Other aspects of the musical dance of the characters provide further refinements in the pattern. Each is killed once or more and bobs up again with heartening inconsequentiality. Voltaire expresses the strength of man’s unconquerable soul by making Pangloss and the Baron, for instance, step out of the galley and begin at once behaving with characteristic foolishness, as if they had never been hanged, stabbed or beaten. He also balances the horror of evil by never leaving the hero in solitude for very long. Candide is always part of a group of two or more, and he is always assuming solidarity until it is proved illusory. A minority of human beings are, like himself, decent and well-meaning; the majority are selfish and stupid, but the implication is that all are involved in evil in more or less the same way.
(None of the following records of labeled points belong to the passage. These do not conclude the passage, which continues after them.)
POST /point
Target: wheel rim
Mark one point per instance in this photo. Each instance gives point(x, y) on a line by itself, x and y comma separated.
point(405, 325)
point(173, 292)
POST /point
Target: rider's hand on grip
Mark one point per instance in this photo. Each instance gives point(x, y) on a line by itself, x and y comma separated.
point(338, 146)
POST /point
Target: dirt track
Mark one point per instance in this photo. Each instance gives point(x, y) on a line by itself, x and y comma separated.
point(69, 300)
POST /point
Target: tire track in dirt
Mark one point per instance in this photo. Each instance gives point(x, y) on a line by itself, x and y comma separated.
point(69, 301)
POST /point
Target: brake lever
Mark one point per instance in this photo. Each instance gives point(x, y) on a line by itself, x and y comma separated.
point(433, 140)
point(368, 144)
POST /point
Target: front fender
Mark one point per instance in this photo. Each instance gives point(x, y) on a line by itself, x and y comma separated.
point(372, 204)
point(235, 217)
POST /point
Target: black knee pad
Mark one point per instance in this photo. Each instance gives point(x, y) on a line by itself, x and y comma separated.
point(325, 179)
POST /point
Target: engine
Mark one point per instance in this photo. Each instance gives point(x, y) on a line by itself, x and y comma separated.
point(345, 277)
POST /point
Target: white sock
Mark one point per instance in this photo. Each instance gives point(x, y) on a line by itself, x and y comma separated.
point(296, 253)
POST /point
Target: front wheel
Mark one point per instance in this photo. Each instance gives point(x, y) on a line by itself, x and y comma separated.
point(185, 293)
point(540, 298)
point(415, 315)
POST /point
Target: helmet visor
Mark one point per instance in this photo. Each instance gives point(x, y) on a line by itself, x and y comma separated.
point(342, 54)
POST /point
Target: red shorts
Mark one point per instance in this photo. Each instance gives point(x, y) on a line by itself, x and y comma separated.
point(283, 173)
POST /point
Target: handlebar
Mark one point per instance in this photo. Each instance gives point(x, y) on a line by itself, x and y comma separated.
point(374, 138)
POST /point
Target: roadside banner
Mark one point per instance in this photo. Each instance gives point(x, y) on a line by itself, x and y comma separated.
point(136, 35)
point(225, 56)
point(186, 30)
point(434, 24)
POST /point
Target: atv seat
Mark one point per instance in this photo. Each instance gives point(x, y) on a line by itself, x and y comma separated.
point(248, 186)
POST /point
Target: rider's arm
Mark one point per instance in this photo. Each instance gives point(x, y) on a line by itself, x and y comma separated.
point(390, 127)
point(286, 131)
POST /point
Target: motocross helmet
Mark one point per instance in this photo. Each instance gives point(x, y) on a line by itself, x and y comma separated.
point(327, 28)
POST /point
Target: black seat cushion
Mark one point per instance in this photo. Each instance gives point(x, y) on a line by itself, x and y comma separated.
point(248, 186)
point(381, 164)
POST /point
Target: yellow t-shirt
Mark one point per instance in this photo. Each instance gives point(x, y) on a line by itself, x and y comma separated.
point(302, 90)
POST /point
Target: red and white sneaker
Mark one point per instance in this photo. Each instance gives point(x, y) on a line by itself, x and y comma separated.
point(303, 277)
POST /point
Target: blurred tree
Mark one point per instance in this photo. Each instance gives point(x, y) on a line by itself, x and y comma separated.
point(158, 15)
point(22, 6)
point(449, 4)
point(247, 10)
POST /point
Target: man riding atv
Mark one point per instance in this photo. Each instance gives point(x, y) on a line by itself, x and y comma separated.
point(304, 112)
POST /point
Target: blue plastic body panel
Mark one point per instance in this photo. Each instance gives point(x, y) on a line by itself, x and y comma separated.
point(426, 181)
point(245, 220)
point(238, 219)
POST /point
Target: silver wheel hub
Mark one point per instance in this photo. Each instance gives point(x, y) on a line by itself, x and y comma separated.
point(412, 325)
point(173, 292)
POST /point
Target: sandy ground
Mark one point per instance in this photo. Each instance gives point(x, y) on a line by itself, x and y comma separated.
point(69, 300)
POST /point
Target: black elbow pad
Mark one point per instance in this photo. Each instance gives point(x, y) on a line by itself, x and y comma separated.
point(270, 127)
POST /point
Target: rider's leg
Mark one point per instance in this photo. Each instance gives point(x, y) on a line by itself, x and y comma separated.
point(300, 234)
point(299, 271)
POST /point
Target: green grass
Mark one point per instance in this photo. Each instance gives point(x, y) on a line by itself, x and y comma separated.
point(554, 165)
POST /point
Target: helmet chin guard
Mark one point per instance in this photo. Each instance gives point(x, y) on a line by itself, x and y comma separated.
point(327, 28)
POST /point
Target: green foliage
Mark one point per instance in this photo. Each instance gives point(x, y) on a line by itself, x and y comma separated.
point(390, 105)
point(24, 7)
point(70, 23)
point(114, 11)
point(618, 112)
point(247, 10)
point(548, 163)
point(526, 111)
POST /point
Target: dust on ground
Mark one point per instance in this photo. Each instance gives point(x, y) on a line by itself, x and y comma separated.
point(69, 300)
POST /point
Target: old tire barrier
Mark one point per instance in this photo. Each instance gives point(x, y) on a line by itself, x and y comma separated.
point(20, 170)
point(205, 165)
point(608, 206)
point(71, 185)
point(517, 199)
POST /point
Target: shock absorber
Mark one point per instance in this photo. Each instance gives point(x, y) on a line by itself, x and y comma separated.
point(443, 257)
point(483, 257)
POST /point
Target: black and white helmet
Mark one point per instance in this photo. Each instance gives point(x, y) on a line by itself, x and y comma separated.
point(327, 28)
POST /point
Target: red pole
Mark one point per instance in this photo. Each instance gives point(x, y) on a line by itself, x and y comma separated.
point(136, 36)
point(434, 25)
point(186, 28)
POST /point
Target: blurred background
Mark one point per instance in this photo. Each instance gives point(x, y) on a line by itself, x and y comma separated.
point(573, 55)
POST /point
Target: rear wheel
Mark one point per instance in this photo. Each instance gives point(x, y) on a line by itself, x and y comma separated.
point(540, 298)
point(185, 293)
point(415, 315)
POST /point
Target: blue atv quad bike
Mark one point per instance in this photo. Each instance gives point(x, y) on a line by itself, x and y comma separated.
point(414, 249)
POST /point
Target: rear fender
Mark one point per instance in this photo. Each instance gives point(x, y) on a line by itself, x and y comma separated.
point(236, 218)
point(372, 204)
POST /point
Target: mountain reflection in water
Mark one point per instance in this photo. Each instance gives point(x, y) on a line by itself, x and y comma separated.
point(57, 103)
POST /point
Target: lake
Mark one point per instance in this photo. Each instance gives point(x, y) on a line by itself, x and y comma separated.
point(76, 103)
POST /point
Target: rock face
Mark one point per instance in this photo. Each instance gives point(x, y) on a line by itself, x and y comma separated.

In this respect, Candide is both fiercely critical of human nature and curiously tolerant. The Grand Inquisitor, the brutal sailor and the levanti patron are carried along on the same inevitable melody as Maître Jacques or Martin. In this one work, especially, Voltaire strikes a note which is very much deeper than propaganda and which is perhaps in the last analysis, not very far removed from inarticulate religious faith.